Candidato de fora, ou ‘outsider’, teria boas chances de ser presidente, diz Marcos Troyjo

publicado 08/08/2017 16h24, última modificação 17/08/2017 10h53
São Paulo – Para diplomata, Doria e Meirelles teriam o perfil; ambos não declararam candidatura
Marcos Troyjo

Marcos Troyjo, da Columbia University: eleitores querem renovação da classe política

Para Marcos Troyjo, diplomata e co-diretor do BRICLabs da Columbia University (EUA), o candidato à sucessão presidencial de 2018 ideal é aquele que apresentar perfil político fora dos padrões tradicionais, ou seja, um “outsider”. “Se houver alguém que não seja populista, que tenha responsabilidade macroeconômica e fiscal e promova a competitividade do mercado, ele é um outsider.
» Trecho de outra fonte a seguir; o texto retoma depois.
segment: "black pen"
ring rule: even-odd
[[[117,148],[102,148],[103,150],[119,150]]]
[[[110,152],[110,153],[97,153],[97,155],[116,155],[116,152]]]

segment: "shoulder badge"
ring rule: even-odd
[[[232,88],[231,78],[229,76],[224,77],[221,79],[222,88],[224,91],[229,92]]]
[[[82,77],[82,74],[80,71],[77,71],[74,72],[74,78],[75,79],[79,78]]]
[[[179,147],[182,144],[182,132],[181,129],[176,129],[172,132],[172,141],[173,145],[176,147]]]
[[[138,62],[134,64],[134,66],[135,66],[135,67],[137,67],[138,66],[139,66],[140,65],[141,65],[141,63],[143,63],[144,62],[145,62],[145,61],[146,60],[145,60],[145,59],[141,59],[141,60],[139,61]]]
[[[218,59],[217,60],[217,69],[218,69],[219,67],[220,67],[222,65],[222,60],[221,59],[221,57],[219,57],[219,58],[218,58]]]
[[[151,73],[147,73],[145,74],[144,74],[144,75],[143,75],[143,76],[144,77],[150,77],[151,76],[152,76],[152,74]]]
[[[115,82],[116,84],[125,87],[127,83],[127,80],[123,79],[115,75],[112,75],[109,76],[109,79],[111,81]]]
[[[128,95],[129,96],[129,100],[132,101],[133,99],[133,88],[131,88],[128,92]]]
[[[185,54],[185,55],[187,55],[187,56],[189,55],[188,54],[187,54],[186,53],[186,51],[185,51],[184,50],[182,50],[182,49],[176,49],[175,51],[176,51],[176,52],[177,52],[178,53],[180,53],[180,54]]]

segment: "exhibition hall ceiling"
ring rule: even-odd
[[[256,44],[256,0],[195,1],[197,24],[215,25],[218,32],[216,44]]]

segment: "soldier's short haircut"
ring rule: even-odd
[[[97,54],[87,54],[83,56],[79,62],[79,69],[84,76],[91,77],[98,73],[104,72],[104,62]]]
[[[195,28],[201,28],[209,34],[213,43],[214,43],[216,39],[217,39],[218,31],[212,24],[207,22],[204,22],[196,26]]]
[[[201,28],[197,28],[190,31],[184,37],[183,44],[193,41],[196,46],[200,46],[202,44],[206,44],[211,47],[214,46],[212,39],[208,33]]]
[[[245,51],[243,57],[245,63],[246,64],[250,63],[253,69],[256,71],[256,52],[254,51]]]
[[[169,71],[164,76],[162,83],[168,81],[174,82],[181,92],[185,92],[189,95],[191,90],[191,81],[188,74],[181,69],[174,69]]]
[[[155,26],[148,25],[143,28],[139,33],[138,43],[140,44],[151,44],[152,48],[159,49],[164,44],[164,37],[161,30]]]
Este é o candidato que devemos apoiar”, disse, no comitê de CEOs & Chairpersons 2 da Amcham – São Paulo, na terça-feira (8/8).

A tarefa não vai ser fácil, admite o especialista. No entanto, um candidato com perfil progressista iria de encontro ao desejo dos eleitores de renovação da classe política. “O Brasil está procurando por novidades. Se essas três características forem acompanhadas pelo critério da novidade, acho que esse candidato terá mais chances de sair vitorioso em outubro de 2018”, acrescenta.

Troyjo citou dois nomes que teriam perfil de outsider. O prefeito de São Paulo, João Doria, e o ministro da Fazenda, Henrique Meirelles, que “seguramente se encaixam”. O governador de São Paulo, Geraldo Alckmin, apesar de não ser um outsider, teria condições favoráveis, comenta.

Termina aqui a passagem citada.